The summer camp movie is a familiar subgenre in the family film arena, often involving a bunch of misfits who get together to try and have the best time of their young lives. Magic Camp definitely falls into this category and does provides a few amusing moments along the way. The filmmakers and actors do appear to be having fun with portraying the various illusions performed by the camp counselors and attendees. It’s not a film that rewrites the rulebook, but it does have its heart in the right place, even if the script at times feels like it was written 25 years ago. Magic Camp makes for almost a surprising double feature with another Disney camping comedy Heavyweights.

The movie initially feels like a vehicle for Adam DeVine and while he is the lead actor, Magic Camp smartly allows time for his younger co-stars to shine. DeVine’s comedic shtick often involves making silly faces, but he tones that down here and does attempt to show his character’s softer side. He helps make Andy’s development believable. The other central protagonist is Nathaniel McIntyre’s Theo and it’s through him that the movie touches on some tough themes. Those portions are quite effective and show the movie has more on its mind than just getting laughs.

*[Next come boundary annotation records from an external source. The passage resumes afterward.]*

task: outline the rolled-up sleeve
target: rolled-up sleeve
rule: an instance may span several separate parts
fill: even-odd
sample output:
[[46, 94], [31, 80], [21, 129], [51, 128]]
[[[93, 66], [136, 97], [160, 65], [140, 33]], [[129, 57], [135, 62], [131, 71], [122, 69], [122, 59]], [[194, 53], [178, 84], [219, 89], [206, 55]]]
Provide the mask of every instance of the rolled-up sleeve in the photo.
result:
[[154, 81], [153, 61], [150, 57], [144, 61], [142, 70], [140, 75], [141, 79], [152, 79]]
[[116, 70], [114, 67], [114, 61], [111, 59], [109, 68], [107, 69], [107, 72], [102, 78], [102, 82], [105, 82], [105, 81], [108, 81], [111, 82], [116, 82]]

The comedy is a bit on the hit-or-miss side, but there thankfully aren’t any real groaners. There are a few decent one-liners and funny sight gags as well as an amusing running joke involving a young girl’s obsession with rabbits. One just wishes the movie hit the comedy bull’s eye a bit more often. The plot could be called routine, but there is clearly a reason screenwriters keep returning to the Mighty Ducks well with these family comedies. The underdog group of children trained by Andy do end up a likeable bunch and the film’s message of everyone having an undiscovered talent comes through.

An element taken from the ‘90s screenwriting handbook that is tiring to see in Magic Camp is the bully who immediately takes a disliking to someone he hasn’t seen before. I thought this character archetype had been retired years ago, but Magic Camp unfortunately still finds a place for it. Everything from the obnoxious behaviour carried out in the open to the unnecessary prank is depicted here. The desire to win the end-of-summer competition is already a decent enough conflict. There are also a few scenes that could have been cut out, if only to tighten the pacing a little.

Magic Camp has been sitting in the Disney Vault for a few years, but it really didn’t deserve that fate. It’s a largely inoffensive and occasionally amusing film that does have some fun with its premise and isn’t afraid of getting dramatic at points. It also represents a refreshing role for Adam DeVine and one can understand his growing connection with these camp-going youngsters. Magic Camp may not be the most memorable or hilarious comedy out there, but it’s enough of a distraction for anyone who decides to pull it up on Disney Plus for a weekend viewing.